Dynamic Adhesion Characteristics of Spherical Sliders Colliding with Stationary Magnetic Disks with a Thin Lubricant Layer

摘要

The dynamic indentation characteristics of 1-and 2-mm-radius hemispherical glass sliders when colliding with stationary magnetic disks under various lubricant conditions were investigated to clarify the dynamic inter-facial forces between flying head sliders and magnetic disks. The collision times were ~15 and ~30 μs, respectively, and independent of the impact velocity. For a 1-mm-radius slider (Ra roughness = 1.71 nm), a clear adhesion force nearly equal to the static pull-off force was observed at the instant of separation when the lubricant thickness was from 1 nm without UV (0.69 nm mobile lubricant thickness) to 3 nm with UV (1.89 nm mobile lubricant thickness). The dynamic adhesion force was maximum when the slider had separated from the disk surface by about 2 nm and dropped from the maximum to zero when the separation reached more than 5 nm.
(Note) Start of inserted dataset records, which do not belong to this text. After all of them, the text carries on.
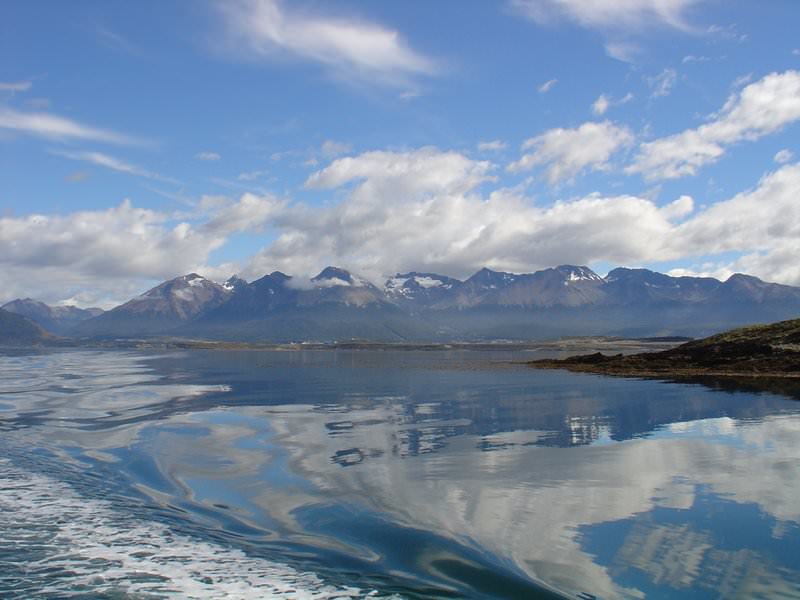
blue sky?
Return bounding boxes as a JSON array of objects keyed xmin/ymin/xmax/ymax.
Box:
[{"xmin": 1, "ymin": 0, "xmax": 799, "ymax": 307}]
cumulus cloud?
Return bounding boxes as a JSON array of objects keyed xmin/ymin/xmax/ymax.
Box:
[
  {"xmin": 196, "ymin": 151, "xmax": 221, "ymax": 161},
  {"xmin": 52, "ymin": 150, "xmax": 178, "ymax": 184},
  {"xmin": 669, "ymin": 163, "xmax": 800, "ymax": 262},
  {"xmin": 0, "ymin": 194, "xmax": 282, "ymax": 307},
  {"xmin": 0, "ymin": 107, "xmax": 139, "ymax": 145},
  {"xmin": 241, "ymin": 150, "xmax": 800, "ymax": 288},
  {"xmin": 242, "ymin": 147, "xmax": 683, "ymax": 281},
  {"xmin": 9, "ymin": 150, "xmax": 800, "ymax": 307},
  {"xmin": 628, "ymin": 70, "xmax": 800, "ymax": 180},
  {"xmin": 216, "ymin": 0, "xmax": 436, "ymax": 88},
  {"xmin": 538, "ymin": 78, "xmax": 558, "ymax": 93},
  {"xmin": 508, "ymin": 120, "xmax": 634, "ymax": 183},
  {"xmin": 305, "ymin": 147, "xmax": 495, "ymax": 195}
]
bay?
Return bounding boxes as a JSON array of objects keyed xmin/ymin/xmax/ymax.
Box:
[{"xmin": 1, "ymin": 348, "xmax": 799, "ymax": 599}]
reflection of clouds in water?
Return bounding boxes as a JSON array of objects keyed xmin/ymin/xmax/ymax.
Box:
[
  {"xmin": 4, "ymin": 351, "xmax": 799, "ymax": 599},
  {"xmin": 241, "ymin": 404, "xmax": 800, "ymax": 600},
  {"xmin": 0, "ymin": 351, "xmax": 230, "ymax": 457},
  {"xmin": 668, "ymin": 416, "xmax": 738, "ymax": 435}
]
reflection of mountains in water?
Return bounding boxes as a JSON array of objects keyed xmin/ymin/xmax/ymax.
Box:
[
  {"xmin": 586, "ymin": 493, "xmax": 800, "ymax": 599},
  {"xmin": 316, "ymin": 375, "xmax": 800, "ymax": 466}
]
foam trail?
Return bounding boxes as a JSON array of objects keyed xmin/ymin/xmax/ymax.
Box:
[{"xmin": 0, "ymin": 458, "xmax": 395, "ymax": 599}]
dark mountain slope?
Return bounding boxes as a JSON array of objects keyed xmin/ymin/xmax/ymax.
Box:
[
  {"xmin": 72, "ymin": 274, "xmax": 231, "ymax": 338},
  {"xmin": 0, "ymin": 308, "xmax": 52, "ymax": 345},
  {"xmin": 2, "ymin": 298, "xmax": 103, "ymax": 335}
]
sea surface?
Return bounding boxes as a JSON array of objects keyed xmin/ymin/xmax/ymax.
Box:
[{"xmin": 1, "ymin": 348, "xmax": 799, "ymax": 599}]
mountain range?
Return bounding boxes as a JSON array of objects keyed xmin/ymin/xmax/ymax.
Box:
[
  {"xmin": 4, "ymin": 265, "xmax": 800, "ymax": 344},
  {"xmin": 1, "ymin": 298, "xmax": 103, "ymax": 335}
]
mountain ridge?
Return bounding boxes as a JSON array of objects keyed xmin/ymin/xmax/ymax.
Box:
[
  {"xmin": 1, "ymin": 298, "xmax": 103, "ymax": 335},
  {"xmin": 8, "ymin": 264, "xmax": 800, "ymax": 342}
]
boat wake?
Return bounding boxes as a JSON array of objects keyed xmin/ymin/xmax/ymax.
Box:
[{"xmin": 0, "ymin": 458, "xmax": 393, "ymax": 599}]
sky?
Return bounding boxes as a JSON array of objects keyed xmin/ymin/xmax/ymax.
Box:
[{"xmin": 1, "ymin": 0, "xmax": 799, "ymax": 308}]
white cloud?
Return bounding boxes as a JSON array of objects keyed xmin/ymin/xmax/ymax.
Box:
[
  {"xmin": 509, "ymin": 0, "xmax": 703, "ymax": 31},
  {"xmin": 246, "ymin": 151, "xmax": 800, "ymax": 287},
  {"xmin": 538, "ymin": 78, "xmax": 558, "ymax": 93},
  {"xmin": 399, "ymin": 89, "xmax": 422, "ymax": 101},
  {"xmin": 0, "ymin": 107, "xmax": 139, "ymax": 145},
  {"xmin": 320, "ymin": 139, "xmax": 352, "ymax": 158},
  {"xmin": 511, "ymin": 0, "xmax": 708, "ymax": 63},
  {"xmin": 52, "ymin": 150, "xmax": 178, "ymax": 184},
  {"xmin": 196, "ymin": 152, "xmax": 221, "ymax": 161},
  {"xmin": 7, "ymin": 150, "xmax": 800, "ymax": 306},
  {"xmin": 305, "ymin": 147, "xmax": 495, "ymax": 195},
  {"xmin": 774, "ymin": 149, "xmax": 793, "ymax": 164},
  {"xmin": 604, "ymin": 40, "xmax": 641, "ymax": 63},
  {"xmin": 647, "ymin": 67, "xmax": 677, "ymax": 97},
  {"xmin": 682, "ymin": 54, "xmax": 709, "ymax": 64},
  {"xmin": 0, "ymin": 80, "xmax": 33, "ymax": 92},
  {"xmin": 0, "ymin": 194, "xmax": 282, "ymax": 307},
  {"xmin": 238, "ymin": 169, "xmax": 267, "ymax": 181},
  {"xmin": 592, "ymin": 94, "xmax": 610, "ymax": 115},
  {"xmin": 244, "ymin": 147, "xmax": 681, "ymax": 282},
  {"xmin": 662, "ymin": 164, "xmax": 800, "ymax": 285},
  {"xmin": 628, "ymin": 70, "xmax": 800, "ymax": 180},
  {"xmin": 508, "ymin": 120, "xmax": 634, "ymax": 183},
  {"xmin": 731, "ymin": 72, "xmax": 753, "ymax": 89},
  {"xmin": 478, "ymin": 140, "xmax": 507, "ymax": 152},
  {"xmin": 706, "ymin": 23, "xmax": 748, "ymax": 43},
  {"xmin": 216, "ymin": 0, "xmax": 436, "ymax": 88},
  {"xmin": 203, "ymin": 192, "xmax": 285, "ymax": 236}
]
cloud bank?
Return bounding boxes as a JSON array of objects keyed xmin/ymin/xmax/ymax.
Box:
[{"xmin": 629, "ymin": 70, "xmax": 800, "ymax": 180}]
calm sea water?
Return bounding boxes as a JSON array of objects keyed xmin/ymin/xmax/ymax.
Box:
[{"xmin": 1, "ymin": 348, "xmax": 799, "ymax": 599}]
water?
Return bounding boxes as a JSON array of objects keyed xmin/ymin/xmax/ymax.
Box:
[{"xmin": 1, "ymin": 348, "xmax": 799, "ymax": 599}]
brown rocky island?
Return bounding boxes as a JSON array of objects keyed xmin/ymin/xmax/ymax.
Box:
[{"xmin": 530, "ymin": 318, "xmax": 800, "ymax": 379}]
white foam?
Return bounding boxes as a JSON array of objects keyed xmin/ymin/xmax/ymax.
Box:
[{"xmin": 0, "ymin": 458, "xmax": 394, "ymax": 599}]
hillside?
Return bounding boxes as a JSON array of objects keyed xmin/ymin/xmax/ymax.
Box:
[
  {"xmin": 1, "ymin": 298, "xmax": 103, "ymax": 335},
  {"xmin": 529, "ymin": 318, "xmax": 800, "ymax": 378},
  {"xmin": 0, "ymin": 309, "xmax": 52, "ymax": 345}
]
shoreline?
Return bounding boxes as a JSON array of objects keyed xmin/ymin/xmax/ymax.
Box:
[{"xmin": 527, "ymin": 361, "xmax": 800, "ymax": 380}]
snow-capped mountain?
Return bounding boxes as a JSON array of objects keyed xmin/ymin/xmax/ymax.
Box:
[
  {"xmin": 65, "ymin": 264, "xmax": 800, "ymax": 342},
  {"xmin": 72, "ymin": 274, "xmax": 231, "ymax": 338},
  {"xmin": 384, "ymin": 272, "xmax": 461, "ymax": 308},
  {"xmin": 302, "ymin": 267, "xmax": 387, "ymax": 308},
  {"xmin": 222, "ymin": 275, "xmax": 249, "ymax": 293}
]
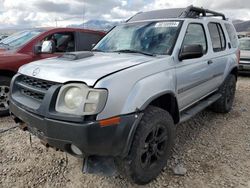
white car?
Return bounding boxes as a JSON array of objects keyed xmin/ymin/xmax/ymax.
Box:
[{"xmin": 239, "ymin": 37, "xmax": 250, "ymax": 73}]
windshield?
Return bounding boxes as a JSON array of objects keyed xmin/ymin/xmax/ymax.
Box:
[
  {"xmin": 94, "ymin": 21, "xmax": 182, "ymax": 55},
  {"xmin": 239, "ymin": 39, "xmax": 250, "ymax": 51},
  {"xmin": 0, "ymin": 30, "xmax": 42, "ymax": 49}
]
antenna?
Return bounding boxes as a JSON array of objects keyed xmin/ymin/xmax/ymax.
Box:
[{"xmin": 55, "ymin": 19, "xmax": 58, "ymax": 27}]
When the mobile lubricant thickness was 0.43 nm, a clear adhesion force was not observed. For a 2-mm-radius slider (Ra roughness = 0.34 nm), a clear adhesion force, similar to the static pull-off force, was observed at the instant of separation at almost all lubricant thicknesses and impact velocities tested except at a small mobile lubricant thickness of 0.43 nm with impact velocities greater than 1.1 mm/s. The dynamic adhesion force dropped from the maximum to zero when the distance traveled from the maximum reached more than 5 nm. These results suggest that the dynamic adhesion force of 1- and 2-mm-radius sliders originates from meniscus formation rather than van der Waals force.